L’élaboration du SPASER a été menée en lien avec la stratégie ESS (économie sociale et solidaire) du Grand Reims et de la Ville de Reims. En effet, une des actions emblématiques du schéma est de valoriser les structures qui emploient des personnes éloignées de l’emploi afin d’atteindre 80 000 heures d’insertion annuelles. « Le choix a été de co-construire cette démarche. Il y avait une dynamique pour trouver des solutions adaptées au tissu local », explique Thomas Dubois, conseiller communautaire dédié à l’ESS. « Nous allons avoir recours, dans le cadre de l’ESS, à des marchés réservés et à des variantes, c’est-à-dire des solutions alternatives proposées par les opérateurs publics, pour pouvoir avoir une progressivité dans les exigences », précise Émilie Frey.

« Dans ce cadre, des clauses pour l’égalité hommes / femmes vont notamment être intégrées pour contracter avec des entreprises qui ont les mêmes valeurs que la collectivité. » Toutes ces mesures sont à faire connaître auprès des entreprises qui, souvent, ont une méconnaissance des outils et process à mettre en place pour favoriser leur candidature sur des appels d’offres publics. C’est notamment le cas des TPE qui n’ont pas de services dédiés. Dans le cadre de l’élaboration du SPASER, collectivités et organismes professionnels ont travaillé de concert.

« Lors des ateliers, nous avons fait ressortir les problématiques de terrain et les difficultés que pouvaient rencontrer les entreprises » explique Valentin Nicotra, Chargé de développement économique spécialisé dans l’accès à la Commande Publique pour les artisans du Grand Est. « Nous informons par exemple les entreprises sur l’importance du choix des matériaux et des lieux des fournisseurs. » Et même si les entreprises sont conscientes qu’une transformation des pratiques est nécessaire, elles n’en restent pas moins anxieuses des obligations légales et réglementaires qui s’ajoutent d’année en année. « Nous sommes dans une période transitoire du développement durable. Dans le milieu du bâtiment, les entreprises voient les contraintes se multiplier sans pour autant voir une amélioration de leurs marges », souligne Joëlle Humbert, juriste à la FFB.

En effet, les TPE et certaines PME n’ont pas forcément de services dédiés, il est donc difficile pour elles d’accéder aux marchés publics. « Notre objectif au sein du comité de pilotage a été d’expliquer aux collectivités les problématiques que rencontrent les entreprises. Nous les sensibilisons et formons également afin de décomplexifier leurs démarches », ajoute-t-elle. « Changer de pratiques pour les plus petites entreprises coûte bien souvent du temps et de l’argent, mais à la fin, quand on démontre que ces adaptations ont eu pour résultat d’avoir décroché un marché, là, elles comprennent que ce n’était pas en vain », confie Valentin Nicotra, précisant que la CMA accompagne les artisans dans tout le cheminement de ces évolutions jusqu’à la relecture du mémoire technique qui permet de candidater sur un appel d’offres de marché public. Aurélien Petit, conseiller en financement d’entreprise à la CCI insiste d’ailleurs sur le fait que tous les secteurs sont concernés par ces problématiques.

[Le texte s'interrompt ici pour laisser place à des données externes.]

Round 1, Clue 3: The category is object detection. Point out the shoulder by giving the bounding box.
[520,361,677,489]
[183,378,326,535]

Le SPASER a ainsi vocation a impulser une dynamique nouvelle pour tous les contrats de commande publique notamment par le biais d’outils incitatifs comme le versement d’une prime valorisant le prestataire ou le fournisseur ayant investi sur des méthodes et procédés innovants et plus respectueux de l’environnement. Le document prévoit également des actions pour améliorer les conditions financières des marchés comme l’adaptation des indices de révision (plus particulièrement des marchés de travaux soumis au cours des prix des matières premières et matériaux), l’augmentation des avances consenties ou encore la réduction des délais de paiement. Le SPASER, tel qu’il a été rédigé [1], est testé sur deux années. Après en avoir tiré un bilan c’est une version définitive qui sera adoptée.